Cher enfant, j’ai l’impression que je t’ai trahi. Cher enfant, j’ai paradoxalement l’impression de t’avoir un peu sauvé la vie.
Tu m’as raconté tes histoires dans la plus grande confiance. Tu étais bien loin des contes de fées, des histoires de princesses et de fins heureuses.
À peine viens-tu d’entrer dans l’adolescence que tu me parles de « snif », de « p’tits bonbons » et de « peanuts » qui n’ont rien à voir avec celles dont je tartine le beurre sur ma toast tous les matins.
Tu m’as parlé d’échanges, de deals et de dettes alors que tu n’as pas encore l’âge d’avoir ton permis de conduire un scooter.

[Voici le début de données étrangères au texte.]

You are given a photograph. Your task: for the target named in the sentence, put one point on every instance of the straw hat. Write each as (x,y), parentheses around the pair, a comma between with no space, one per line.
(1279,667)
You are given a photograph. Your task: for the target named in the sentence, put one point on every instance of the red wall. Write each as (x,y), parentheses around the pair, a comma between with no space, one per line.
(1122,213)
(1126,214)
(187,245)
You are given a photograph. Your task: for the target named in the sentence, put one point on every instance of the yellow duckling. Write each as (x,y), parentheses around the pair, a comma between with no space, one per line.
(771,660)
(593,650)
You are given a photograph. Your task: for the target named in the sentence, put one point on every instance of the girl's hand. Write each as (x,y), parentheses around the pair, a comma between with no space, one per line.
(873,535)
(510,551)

Tu m’as parlé de services qui n’ont rien à voir avec ceux que se rendent deux voisins ou deux amis. Tu m’as parlé de services que tu as faits déshabillé. Tu m’as parlé de services forcés.
Tu m’as dit que tu en avais assez. Tu m’as dit que tu étais dépassé. Ton visage d’enfant perdu m’a dit que tu voulais en finir avec ta vie. Quand j’ai voulu te projeter dans l’avenir, tu m’as tourné le dos. Quand j’ai voulu te faire un futur, tu m’as parlé de toi au passé.
Cher enfant, j’ai eu peur et j’ai toujours peur pour toi. La vie ne peut se jouer ainsi. Ta game n’est pas finie, tu peux encore tout changer, l’avenir t’appartient. Ton avenir, on l’a un peu mis dans mes mains. J’aurais souhaité avoir les mains d’un géant pour te sortir de ce néant, mais mes mains étaient beaucoup trop petites à elles seules pour te ramener au présent. J’ai dû abdiquer pour te sauver.
Cher enfant, aujourd’hui je t’ai trahi parce que je tiens à toi. Cher enfant, un jour peut-être, tu ne m’en voudras plus d’avoir fait mon premier signalement.